What the state (through its people) is not going to do, however, is sanction and thus validate that same-sex relationship as a “marriage” as a matter of law.  Nor should it be forced to do so by a federal court, any more than it should be forced to sanction as valid incestuous relationships, relationships between adults and minors, or bigamous relationships, among others.

As AFLC warned:

If the Court is going to disregard the natural law and force a state to sanction same-sex relationships there is no principled way to limit that holding.  Lawrence, 539 U.S. at 590 (Scalia, J., dissenting) (observing that “the Court makes no effort to cabin the scope of its decision to exclude” laws prohibiting, for example, bigamy, adult incest, or bestiality).

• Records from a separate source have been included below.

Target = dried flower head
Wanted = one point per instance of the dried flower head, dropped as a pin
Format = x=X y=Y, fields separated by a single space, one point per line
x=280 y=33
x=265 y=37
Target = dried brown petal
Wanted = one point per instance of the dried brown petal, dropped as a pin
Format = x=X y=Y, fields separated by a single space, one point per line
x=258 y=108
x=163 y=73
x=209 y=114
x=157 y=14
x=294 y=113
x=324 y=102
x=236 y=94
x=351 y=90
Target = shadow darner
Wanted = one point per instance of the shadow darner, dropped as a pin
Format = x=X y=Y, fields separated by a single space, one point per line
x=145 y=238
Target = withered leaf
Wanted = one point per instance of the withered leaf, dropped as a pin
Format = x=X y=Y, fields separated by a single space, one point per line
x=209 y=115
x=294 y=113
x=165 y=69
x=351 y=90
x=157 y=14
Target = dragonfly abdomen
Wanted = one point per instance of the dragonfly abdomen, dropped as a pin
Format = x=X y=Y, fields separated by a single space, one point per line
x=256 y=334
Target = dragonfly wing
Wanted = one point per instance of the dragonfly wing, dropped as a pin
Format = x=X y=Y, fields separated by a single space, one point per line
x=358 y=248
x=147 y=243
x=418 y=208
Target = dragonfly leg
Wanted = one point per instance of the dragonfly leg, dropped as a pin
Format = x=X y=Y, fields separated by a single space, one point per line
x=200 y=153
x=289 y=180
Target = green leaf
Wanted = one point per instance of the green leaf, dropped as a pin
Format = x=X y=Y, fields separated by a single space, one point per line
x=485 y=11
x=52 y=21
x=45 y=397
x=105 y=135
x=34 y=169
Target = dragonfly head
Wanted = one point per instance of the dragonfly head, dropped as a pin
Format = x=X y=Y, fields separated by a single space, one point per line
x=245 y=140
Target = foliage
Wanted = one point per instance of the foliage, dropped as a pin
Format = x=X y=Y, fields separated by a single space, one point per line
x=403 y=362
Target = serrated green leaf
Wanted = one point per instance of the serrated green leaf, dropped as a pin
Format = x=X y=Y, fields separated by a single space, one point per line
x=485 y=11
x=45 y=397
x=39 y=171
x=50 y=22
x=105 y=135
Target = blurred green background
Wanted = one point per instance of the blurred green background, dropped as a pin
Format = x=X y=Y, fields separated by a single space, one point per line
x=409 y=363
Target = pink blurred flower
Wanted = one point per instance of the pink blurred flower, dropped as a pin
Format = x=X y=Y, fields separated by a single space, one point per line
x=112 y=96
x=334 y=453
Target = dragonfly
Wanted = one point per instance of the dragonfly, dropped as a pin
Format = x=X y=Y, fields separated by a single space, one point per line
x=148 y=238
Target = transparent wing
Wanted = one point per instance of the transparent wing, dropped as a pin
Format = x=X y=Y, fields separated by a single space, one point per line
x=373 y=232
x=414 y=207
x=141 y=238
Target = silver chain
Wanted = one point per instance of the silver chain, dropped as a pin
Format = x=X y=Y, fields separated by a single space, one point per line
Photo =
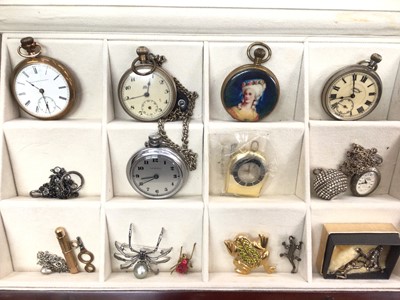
x=182 y=112
x=359 y=159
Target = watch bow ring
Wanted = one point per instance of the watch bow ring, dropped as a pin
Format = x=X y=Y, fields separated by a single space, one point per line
x=42 y=86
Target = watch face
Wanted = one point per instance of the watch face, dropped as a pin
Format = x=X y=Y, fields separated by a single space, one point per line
x=250 y=93
x=147 y=97
x=248 y=171
x=42 y=89
x=365 y=183
x=156 y=173
x=352 y=93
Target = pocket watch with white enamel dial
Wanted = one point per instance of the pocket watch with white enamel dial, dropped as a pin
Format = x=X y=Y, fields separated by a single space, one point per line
x=247 y=172
x=42 y=86
x=354 y=91
x=365 y=182
x=146 y=91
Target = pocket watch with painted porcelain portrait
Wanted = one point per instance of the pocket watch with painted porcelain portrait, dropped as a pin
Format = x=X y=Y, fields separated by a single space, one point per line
x=247 y=172
x=251 y=92
x=353 y=92
x=146 y=91
x=42 y=86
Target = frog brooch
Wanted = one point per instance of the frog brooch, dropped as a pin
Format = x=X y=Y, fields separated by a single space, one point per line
x=249 y=255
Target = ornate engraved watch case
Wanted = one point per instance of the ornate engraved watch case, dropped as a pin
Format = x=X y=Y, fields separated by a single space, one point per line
x=247 y=172
x=157 y=171
x=354 y=91
x=146 y=91
x=250 y=92
x=42 y=86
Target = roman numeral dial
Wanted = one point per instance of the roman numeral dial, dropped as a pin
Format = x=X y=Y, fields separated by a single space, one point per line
x=43 y=89
x=352 y=93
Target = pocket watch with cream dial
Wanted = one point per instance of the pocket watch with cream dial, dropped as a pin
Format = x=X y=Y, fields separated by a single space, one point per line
x=42 y=86
x=354 y=91
x=146 y=91
x=247 y=172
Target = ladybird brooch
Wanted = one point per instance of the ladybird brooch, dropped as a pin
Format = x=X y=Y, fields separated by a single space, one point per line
x=184 y=262
x=249 y=255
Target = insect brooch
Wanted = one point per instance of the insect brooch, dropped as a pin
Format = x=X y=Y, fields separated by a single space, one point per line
x=290 y=254
x=184 y=262
x=145 y=259
x=249 y=255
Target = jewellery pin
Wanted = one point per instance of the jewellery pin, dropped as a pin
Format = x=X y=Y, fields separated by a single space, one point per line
x=249 y=255
x=143 y=260
x=369 y=262
x=184 y=262
x=51 y=263
x=290 y=254
x=61 y=185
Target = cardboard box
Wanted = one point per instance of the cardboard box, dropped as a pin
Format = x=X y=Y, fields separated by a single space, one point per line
x=358 y=251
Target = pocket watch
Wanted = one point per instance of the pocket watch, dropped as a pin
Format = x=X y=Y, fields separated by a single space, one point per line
x=353 y=91
x=157 y=171
x=250 y=92
x=365 y=182
x=247 y=172
x=146 y=91
x=161 y=169
x=42 y=86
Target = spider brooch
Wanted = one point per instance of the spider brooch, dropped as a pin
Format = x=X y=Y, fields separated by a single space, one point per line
x=144 y=260
x=184 y=262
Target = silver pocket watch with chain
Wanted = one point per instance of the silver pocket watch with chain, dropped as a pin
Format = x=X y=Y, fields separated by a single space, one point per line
x=161 y=169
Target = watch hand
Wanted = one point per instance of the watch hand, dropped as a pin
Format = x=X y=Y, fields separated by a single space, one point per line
x=135 y=97
x=151 y=178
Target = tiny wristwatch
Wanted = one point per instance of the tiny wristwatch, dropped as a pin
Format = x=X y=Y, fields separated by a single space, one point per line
x=157 y=171
x=247 y=172
x=353 y=92
x=42 y=86
x=251 y=92
x=146 y=91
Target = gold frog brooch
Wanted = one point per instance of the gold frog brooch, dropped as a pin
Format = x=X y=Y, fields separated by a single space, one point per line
x=249 y=255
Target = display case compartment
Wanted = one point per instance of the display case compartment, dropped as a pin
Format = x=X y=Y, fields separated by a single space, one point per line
x=277 y=221
x=184 y=61
x=284 y=151
x=35 y=231
x=286 y=63
x=36 y=147
x=327 y=56
x=330 y=141
x=126 y=138
x=67 y=50
x=183 y=226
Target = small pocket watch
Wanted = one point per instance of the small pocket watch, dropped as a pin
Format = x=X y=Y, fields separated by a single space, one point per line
x=42 y=86
x=247 y=172
x=146 y=91
x=251 y=92
x=353 y=91
x=157 y=171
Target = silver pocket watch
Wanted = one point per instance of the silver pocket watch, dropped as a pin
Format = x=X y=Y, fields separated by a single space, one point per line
x=157 y=171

AFLC summarized its argument as follows:

 Michigan has a rational basis for defining marriage as a relationship between one man and one woman, and that basis is biology.  The awareness of the biological reality and self-evident truth that couples of the same sex do not have children in the same way as couples of opposite sexes satisfies rational basis review, and, in fact, satisfies a heightened level of scrutiny under the Fourteenth Amendment.  Indeed, it is without doubt a proper exercise of Michigan’s sovereign authority within our federal system to resolve this public policy issue by preserving the longstanding and traditional definition of marriage as a matter of state law.  Therefore, Michigan is not required to license a marriage between two people of the same sex, and it would improper for this Court to conclude otherwise.